From Fig. 4b, it can be seen that the GIDL network fails to reconstruct complex targets because of its fully connected architecture. Therefore, this kind of network is not suitable for dynamic CGI. Similarly, the DLGI network, by using shallow convolutional structure, roughly estimates the target, failing to provide a clear reconstruction. In contrast, DeepGhost provides much better reconstructions for complex diverse targets. This superior performance of DeepGhost can be attributed to its denoising autoencoder structure with skip connections, which achieves deep architecture with low computational time. The inclination towards using simple architecture, shallow network (to reduce computational time), and validating model on limited data results in poor performance of DLGI and GIDL.

For evaluating noise robustness, the performance of DeepGhost is compared with DLGI (which gives slightly better reconstruction than GIDL). In this experiment, the detection fluctuations are simulated by adding noise (using awgn() function in Matlab) to measurement data (intensity values), resulting in different SNRs. The reconstruction results for the ‘bird’ image at S = 0.2 are shown in Fig. 5. From qualitative comparison in Fig. 5, it can be seen that the DLGI network fails to combat noise with poor reconstruction quality at different SNRs. This indicates that the convolutional layers (of DLGI) with no mechanism to suppress noise fail to recover a clean target. On the other hand, the DeepGhost network based on denoising autoencoder architecture, learns to suppress noise using compressing/decompressing stages, recovering clean targets at different SNRs. This noise suppression is further aided by skip connections, which provide high frequency information across different layers, to recover fine details which are lost during noise suppression. From overall comparison, it can be concluded that the DeepGhost model is more suitable for practical CGI compared to existing networks. The reconstruction results for DeepGhost at different sampling ratios are shown in Fig. 6.

Physical experiments

The experimental arrangement of CGI setup is shown in Fig. 7. A series of random binary patterns is projected using a custom-made projection system. Light from the source LED is modulated by a TI DLP6500 DMD. A projection lens with focusing dial is used to project sharp patterns on the target plane. Target scenes are printed on an A4-sized white paper (using a regular printer). The target is placed at a distance of 500 mm from the plane of projection and detection. Light back-reflected from the scene is collimated on the photodetector (Thorlabs; 21 mm² active area) by a 5 mm imaging lens. Intensity measurements captured by the photodetector are digitized by a 16-bit data acquisition (DAQ) card (Sampling at 2 MS/s). A customized software is used to project patterns and acquire intensity values (using a synchronous trigger) for computation. The rudimentary image reconstructed by the software is passed down to DeepGhost for clean undersampled reconstruction. The data collection and preparation (of experimental and synthetic data) for training takes a week.

Experiment-1 results

In the first experiment, we directly apply the DeepGhost model trained on simulation dataset to reconstruct target images acquired from random image datasets (airplane and dog image²⁸, standard mandrill test image, and our university logo). It is observed that the application of simulation-trained model under physical conditions (e.g., noise, target reflectivity) demands undersampled input to be reconstructed at S = 0.4. Therefore, we capture input images at 40% sampling rate with respect to clear target reconstruction through our CGI (DGI) setup in this case.

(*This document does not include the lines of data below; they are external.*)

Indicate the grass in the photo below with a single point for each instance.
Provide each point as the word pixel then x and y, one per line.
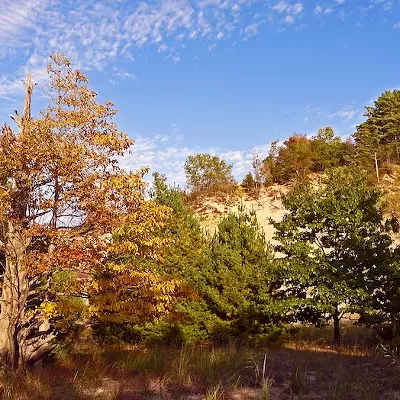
pixel 304 368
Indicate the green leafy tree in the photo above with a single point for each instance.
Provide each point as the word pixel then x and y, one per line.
pixel 248 182
pixel 336 245
pixel 292 160
pixel 329 150
pixel 207 172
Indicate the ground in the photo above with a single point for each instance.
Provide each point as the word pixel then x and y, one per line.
pixel 304 367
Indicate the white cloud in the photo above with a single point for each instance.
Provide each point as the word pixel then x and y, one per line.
pixel 165 154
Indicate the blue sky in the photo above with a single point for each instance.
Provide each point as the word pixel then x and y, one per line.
pixel 220 76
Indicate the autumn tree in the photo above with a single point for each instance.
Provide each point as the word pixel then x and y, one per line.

Figure 8(a,c: good case, b,d: worst case) shows the reconstructed images with corresponding PSNR and SSIM values. From Fig. 8, it can be seen that the network is able to reconstruct random images from different classes. However, the network is unable to correctly reconstruct all random targets with clarity because of limited data training and knowledge of physical imaging environment. In fact, it is very challenging to optimize a DL model for CGI directly through simulation data for reconstructing diverse random scenes. To counter this problem, we apply augmentation and transfer-learning in our experiments.

Experiment-2 results

In the second experiment, the proposed network is trained on undersampled images acquired from the CGI setup (through DGI for different targets), with ground truth counterparts set as training output. To increase limited data acquired from physical setup, we apply data-augmentation technique (using Keras’s DataGenerator module; by applying translation, rotation, and adding noise in the images). Even though, the data can be increased through augmentation, it is still prone to overfitting. Therefore, we further use transfer-learning to make the network highly-scalable. Transfer-learning is used to provide prior-knowledge from the large dataset (obtained during training) to the smaller augmented dataset to perfect imaging under physical conditions. The results for ‘mandrill’ test image are presented in Fig. 9. It can be seen that the results from experiment-2 (Fig. 9) are very clear compared to the result (Fig. 8b) from simulation based model. The results on validation dataset are understandably consistent, shown in Fig. 10. Overall, it is observed that simple targets with plain background are easily reconstructed at S = 0.2.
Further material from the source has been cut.